Calvarese Matteo, Corbetta Elena, Contreras Jhonatan, Bae Hyeonsoo, Lai Chenting, Reichwald Karl, Meyer-Zedler Tobias, Pertzborn David, Mühlig Anna, Hoffmann Franziska, Messerschmidt Bernhard, Guntinas-Lichius Orlando, Schmitt Michael, Bocklitz Thomas, Popp Juergen
Leibniz-Institute of Photonic Technology (IPHT), Member of Leibniz-Health-Technologies, Member of the Leibniz-Center for Photonics in Infection Research (LPI), Albert-Einstein-Str. 9, 07745 Jena, Germany.
Institute of Physical Chemistry (IPC) and Abbe Center of Photonics (ACP), Member of the Leibniz Center for Photonics in Infection Research (LPI), Friedrich-Schiller-University Jena, Helmholtzweg 4, 07743 Jena, Germany.
Sci Adv. 2024 Dec 13;10(50):eado9721. doi: 10.1126/sciadv.ado9721. Epub 2024 Dec 11.
The rising incidence of head and neck cancer represents a serious global health challenge, requiring more accurate diagnosis and innovative surgical approaches. Multimodal nonlinear optical microscopy, combining coherent anti-Stokes Raman scattering (CARS), two-photon excited fluorescence (TPEF), and second-harmonic generation (SHG) with deep learning-based analysis routines, offers label-free assessment of the tissue's morphochemical composition and allows early-stage and automatic detection of disease. For clinical intraoperative application, compact devices are required. In this preclinical study, a cohort of 15 patients was examined with a newly developed rigid CARS/TPEF/SHG endomicroscope. To detect head and neck tumor from the multimodal data, deep learning-based semantic segmentation models were used. This preclinical study yields in a diagnostic sensitivity of 88% and a specificity of 96%. To combine diagnostics with therapy, machine learning-inspired image-guided selective tissue removal was used by integrating femtosecond laser ablation into the endomicroscope.
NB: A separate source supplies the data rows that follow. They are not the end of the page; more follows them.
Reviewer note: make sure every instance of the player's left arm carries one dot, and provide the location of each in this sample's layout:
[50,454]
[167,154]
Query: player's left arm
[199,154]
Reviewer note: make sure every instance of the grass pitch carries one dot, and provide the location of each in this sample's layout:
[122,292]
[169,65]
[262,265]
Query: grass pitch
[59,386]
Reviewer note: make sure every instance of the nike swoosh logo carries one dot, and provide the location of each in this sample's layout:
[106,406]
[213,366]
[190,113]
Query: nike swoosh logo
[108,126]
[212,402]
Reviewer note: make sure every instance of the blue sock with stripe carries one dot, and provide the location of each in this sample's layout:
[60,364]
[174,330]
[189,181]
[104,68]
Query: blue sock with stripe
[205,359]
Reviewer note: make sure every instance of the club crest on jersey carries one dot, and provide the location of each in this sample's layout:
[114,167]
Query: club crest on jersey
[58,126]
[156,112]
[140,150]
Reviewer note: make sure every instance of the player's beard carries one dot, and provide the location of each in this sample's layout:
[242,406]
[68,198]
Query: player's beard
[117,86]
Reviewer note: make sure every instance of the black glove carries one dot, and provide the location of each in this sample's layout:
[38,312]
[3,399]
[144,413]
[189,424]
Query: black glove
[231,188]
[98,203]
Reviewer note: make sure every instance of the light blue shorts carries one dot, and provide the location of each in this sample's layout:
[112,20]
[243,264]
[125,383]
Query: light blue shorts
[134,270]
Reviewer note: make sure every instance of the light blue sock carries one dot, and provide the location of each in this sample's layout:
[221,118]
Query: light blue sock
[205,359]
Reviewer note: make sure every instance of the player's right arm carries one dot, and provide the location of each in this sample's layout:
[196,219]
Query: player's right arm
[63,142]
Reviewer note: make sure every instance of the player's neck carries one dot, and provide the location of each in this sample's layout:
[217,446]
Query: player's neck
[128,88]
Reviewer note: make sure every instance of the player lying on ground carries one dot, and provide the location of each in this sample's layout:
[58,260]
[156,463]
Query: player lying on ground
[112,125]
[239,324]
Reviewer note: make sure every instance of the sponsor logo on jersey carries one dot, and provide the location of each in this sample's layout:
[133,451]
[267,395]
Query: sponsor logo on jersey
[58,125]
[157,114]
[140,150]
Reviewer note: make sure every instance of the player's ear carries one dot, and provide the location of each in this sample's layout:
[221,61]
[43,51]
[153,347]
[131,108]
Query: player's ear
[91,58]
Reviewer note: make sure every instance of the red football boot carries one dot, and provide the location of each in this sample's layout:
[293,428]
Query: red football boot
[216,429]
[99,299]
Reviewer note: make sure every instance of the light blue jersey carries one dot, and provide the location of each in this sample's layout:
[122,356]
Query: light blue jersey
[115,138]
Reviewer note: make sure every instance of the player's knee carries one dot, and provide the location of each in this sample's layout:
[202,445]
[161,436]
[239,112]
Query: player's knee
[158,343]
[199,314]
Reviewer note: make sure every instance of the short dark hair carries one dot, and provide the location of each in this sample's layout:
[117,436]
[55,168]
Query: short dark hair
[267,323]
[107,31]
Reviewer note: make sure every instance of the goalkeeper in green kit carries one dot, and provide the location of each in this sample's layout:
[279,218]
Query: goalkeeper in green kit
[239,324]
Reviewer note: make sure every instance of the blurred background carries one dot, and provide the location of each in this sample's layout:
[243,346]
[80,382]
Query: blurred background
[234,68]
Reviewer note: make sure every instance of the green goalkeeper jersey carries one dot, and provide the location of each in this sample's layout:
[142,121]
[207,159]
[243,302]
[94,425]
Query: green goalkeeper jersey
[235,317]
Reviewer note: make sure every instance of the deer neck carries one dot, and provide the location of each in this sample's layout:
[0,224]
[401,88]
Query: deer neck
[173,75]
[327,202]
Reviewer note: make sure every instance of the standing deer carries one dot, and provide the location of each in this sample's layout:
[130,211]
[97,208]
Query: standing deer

This enables a powerful approach of intraoperative "seek and treat," paving the way to advanced surgical treatment.
头颈癌发病率的上升是一项严峻的全球健康挑战,需要更准确的诊断和创新的手术方法。多模态非线性光学显微镜将相干反斯托克斯拉曼散射(CARS)、双光子激发荧光(TPEF)和二次谐波产生(SHG)与基于深度学习的分析程序相结合,可对组织的形态化学组成进行无标记评估,并能早期自动检测疾病。对于临床术中应用,需要紧凑的设备。在这项临床前研究中,使用新开发的刚性CARS/TPEF/SHG内镜对15名患者进行了检查。为了从多模态数据中检测头颈肿瘤,使用了基于深度学习的语义分割模型。这项临床前研究的诊断敏感性为88%,特异性为96%。为了将诊断与治疗相结合,通过将飞秒激光消融集成到内镜中,采用了受机器学习启发的图像引导选择性组织切除。这实现了术中“寻找并治疗”的强大方法,为先进的手术治疗铺平了道路。